Nike closed her eyes and pressed her fingers to the bridge of her nose, searching her heart for a long, painful moment before she looked at Morrigan again.

"I want you to go," she said softly.

"What? Why?" Morrigan asked stiffly.

"This is far more than we bargained for. I cannot in good conscience leave here and let whatever is happening here run its course. The mages- I know that I don't know them, and it's easy for me to fall into fear about all of this mess but- I just keep thinking of you, and of Adaon, and that little boy in that Keep. These are people, many of them no doubt as good and worthy of life as you are. Not to mention the Templars will be of help for the Blight but the mages and Templars together would be quite a force to be reckoned with. This may be a stupid choice and doomed to failure but I have to go in there and at least try. I cannot, however, ask that you go in with us."

A strange expression passed over the mage's face. It was clear that this was not what she had expected Nike to say, and now was being caught off-footed in her response.

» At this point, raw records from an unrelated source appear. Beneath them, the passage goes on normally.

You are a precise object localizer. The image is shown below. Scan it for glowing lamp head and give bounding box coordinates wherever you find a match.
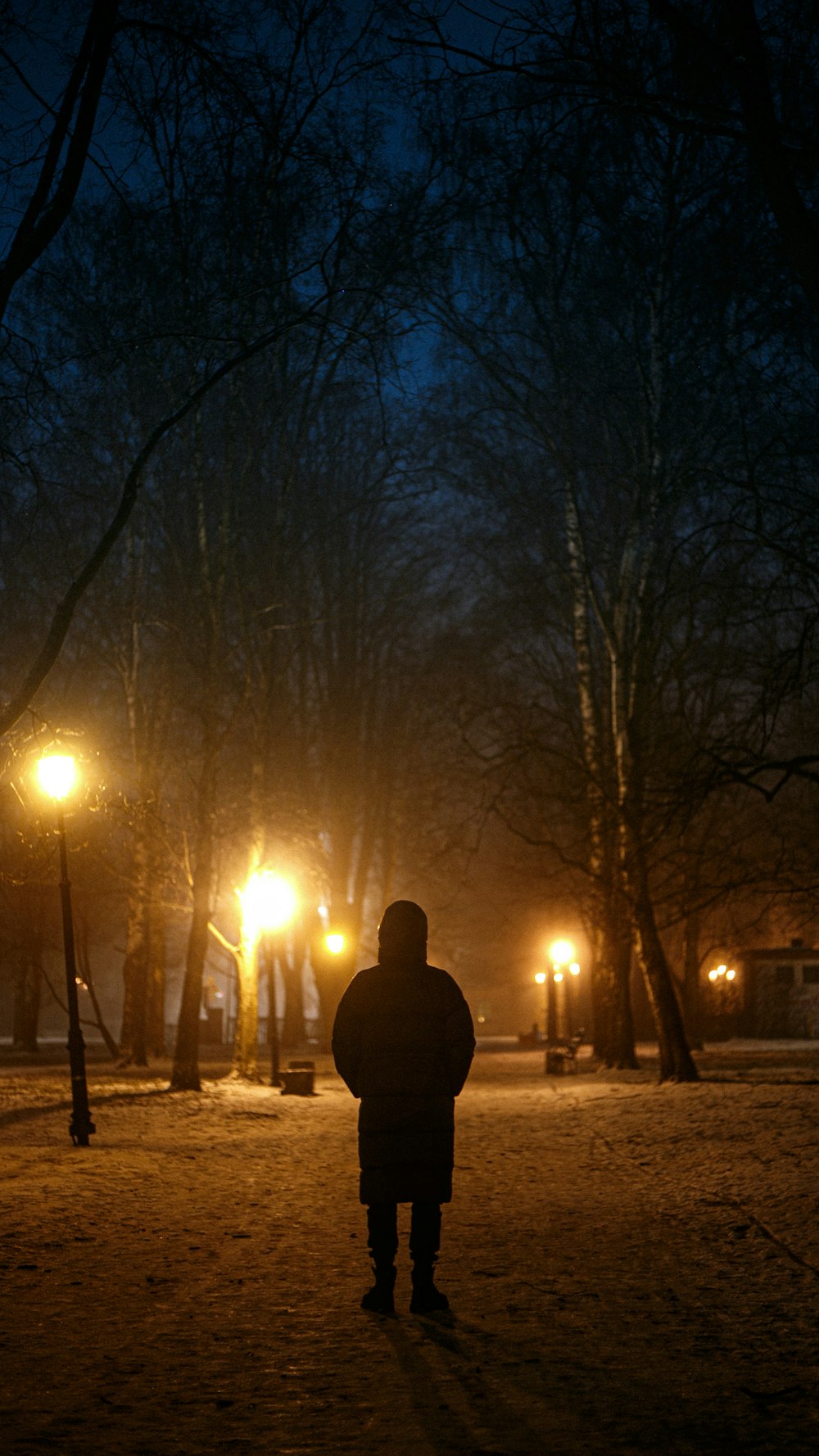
[36,753,77,803]
[236,869,299,936]
[550,941,574,965]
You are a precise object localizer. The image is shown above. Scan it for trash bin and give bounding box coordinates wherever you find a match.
[281,1061,316,1097]
[545,1051,570,1078]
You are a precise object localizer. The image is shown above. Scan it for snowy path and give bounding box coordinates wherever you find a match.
[0,1052,819,1456]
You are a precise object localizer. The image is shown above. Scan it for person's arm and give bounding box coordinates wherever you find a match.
[446,987,475,1097]
[333,983,361,1097]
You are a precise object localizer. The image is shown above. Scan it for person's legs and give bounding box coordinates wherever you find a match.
[410,1200,449,1315]
[361,1203,398,1315]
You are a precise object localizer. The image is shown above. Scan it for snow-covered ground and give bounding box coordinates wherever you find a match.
[0,1042,819,1456]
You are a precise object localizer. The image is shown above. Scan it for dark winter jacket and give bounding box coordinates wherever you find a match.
[333,961,475,1204]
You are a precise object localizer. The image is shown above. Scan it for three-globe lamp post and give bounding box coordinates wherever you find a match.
[36,753,96,1147]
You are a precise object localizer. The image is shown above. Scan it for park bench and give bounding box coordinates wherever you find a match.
[545,1026,586,1076]
[275,1061,310,1097]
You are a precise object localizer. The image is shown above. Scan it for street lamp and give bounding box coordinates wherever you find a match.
[236,869,299,1087]
[535,971,550,1042]
[36,753,96,1147]
[550,939,580,1041]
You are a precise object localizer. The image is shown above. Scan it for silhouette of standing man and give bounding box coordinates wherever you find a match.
[333,900,475,1315]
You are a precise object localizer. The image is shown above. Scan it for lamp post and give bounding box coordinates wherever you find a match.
[535,971,545,1046]
[550,941,580,1039]
[36,753,96,1147]
[238,869,299,1087]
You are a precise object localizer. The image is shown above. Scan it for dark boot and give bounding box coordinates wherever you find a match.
[410,1201,449,1315]
[361,1264,395,1315]
[361,1203,398,1315]
[410,1263,449,1315]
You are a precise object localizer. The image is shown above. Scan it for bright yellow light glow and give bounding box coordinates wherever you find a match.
[36,753,77,799]
[550,941,574,965]
[236,869,299,939]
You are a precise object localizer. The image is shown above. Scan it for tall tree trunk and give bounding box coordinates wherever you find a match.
[682,910,703,1051]
[233,926,260,1082]
[120,812,150,1067]
[624,825,699,1082]
[591,893,640,1069]
[170,751,215,1092]
[564,482,638,1067]
[146,885,168,1057]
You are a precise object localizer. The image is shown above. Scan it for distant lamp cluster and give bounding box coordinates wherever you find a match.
[708,962,736,986]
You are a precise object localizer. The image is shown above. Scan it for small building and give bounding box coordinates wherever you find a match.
[737,941,819,1039]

Morrigan was rarely ever indecisive, and even in her surprise she seemed to resolve her mind quite quickly.

"If there are abominations and demons within, I am the best equipped to make sure the same number of Wardens that went into this Tower emerge from it again. I will be staying right here."

"No," Nike said. "I want you to go."

Now Morrigan's expression tightened a little, but her voice was just as even as before. "I shall do nothing of the sort. I am remaining, and we are wasting time in this pointless debate."

Nike said nothing, rubbing her hand over her eyes a moment than looking at Alistair. "Yes?"

"I would feel a bit better if we had a few more people, but I agree. We need to try. I don't see a way around it that will let us sleep at night."

Nike turned and walked back to Greagoir, who looked up again as she approached.

"Well?"

"We will go in and do what we can to clear the Tower."

"That's your prerogative, but know this," he said, and pointed toward the guarded door nearby. "Once you go in that door no one will let you out again. The only way that door opens again to let anyone out is if the First Enchanter himself is on the other side of it and declares it is safe. I cannot risk it otherwise."

"And if the First Enchanter is already dead?" Nike asked. His unwavering stare was answer enough.

Nike finally nodded, and then held out her hand. "Agreed."

"Agreed then," Greagoir said, clasping her hand hard and giving it a shake, before calling toward the door. "All right lads, the three Wardens are going in. Let's get that door unbarred."